Me parece que, cuando anunciaron mi muerte, me di una pequeña idea de lo que la pandemia ha agudizado en todos: una dosis de incertidumbre, un recordatorio de nuestra mortalidad, una síntesis de lo que importa. Nos preocupa nuestra persona y nuestros seres queridos. Nos preguntamos de nuevas maneras: ¿qué significa para nosotros estar vivos?

Tal vez es por eso que los exes se están escribiendo. Todos tenemos esos momentos que reaparecen en nuestra mente de vez en cuando.
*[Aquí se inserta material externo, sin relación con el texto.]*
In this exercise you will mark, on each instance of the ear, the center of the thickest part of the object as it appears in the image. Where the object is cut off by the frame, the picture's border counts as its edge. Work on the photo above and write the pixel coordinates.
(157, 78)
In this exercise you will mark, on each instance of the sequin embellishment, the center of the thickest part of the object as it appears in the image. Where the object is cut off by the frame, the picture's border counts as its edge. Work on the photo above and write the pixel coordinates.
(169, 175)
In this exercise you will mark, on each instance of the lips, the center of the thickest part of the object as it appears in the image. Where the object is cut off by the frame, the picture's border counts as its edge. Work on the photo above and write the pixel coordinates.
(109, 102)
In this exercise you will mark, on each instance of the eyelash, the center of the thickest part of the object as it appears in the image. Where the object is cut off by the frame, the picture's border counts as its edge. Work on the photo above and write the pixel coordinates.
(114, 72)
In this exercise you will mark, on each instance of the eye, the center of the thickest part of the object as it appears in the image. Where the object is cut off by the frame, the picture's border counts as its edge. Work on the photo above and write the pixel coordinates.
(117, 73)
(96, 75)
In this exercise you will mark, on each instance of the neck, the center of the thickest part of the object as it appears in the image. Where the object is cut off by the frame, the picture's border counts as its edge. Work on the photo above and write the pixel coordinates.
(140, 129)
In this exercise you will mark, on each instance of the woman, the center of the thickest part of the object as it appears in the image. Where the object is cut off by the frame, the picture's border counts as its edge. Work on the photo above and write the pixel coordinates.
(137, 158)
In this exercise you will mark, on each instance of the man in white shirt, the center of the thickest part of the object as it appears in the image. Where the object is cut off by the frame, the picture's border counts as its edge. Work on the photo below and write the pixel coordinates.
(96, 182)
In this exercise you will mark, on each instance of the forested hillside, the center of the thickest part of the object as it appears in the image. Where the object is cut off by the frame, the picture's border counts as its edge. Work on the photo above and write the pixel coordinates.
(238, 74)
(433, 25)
Son específicos y fisiológicos y algunas veces, cuando tememos una pérdida, están por encima del ruido de la vida cotidiana.

No sé cuál sería el momento de Dylan. En mi caso, es la noche en que se publicó el artículo que anunciaba mi muerte, después del vino derramado, pero antes del taxi a casa, su risa en el aire húmedo, la luz cálida, el claxon perdido de un automóvil y la sensación de que algo estaba por pasar, algo importante, aunque no podía decir qué.

Me tomó unas horas decidirme a romper el silencio, pero ya sabía que lo haría. “También pienso en ti”, tecleé.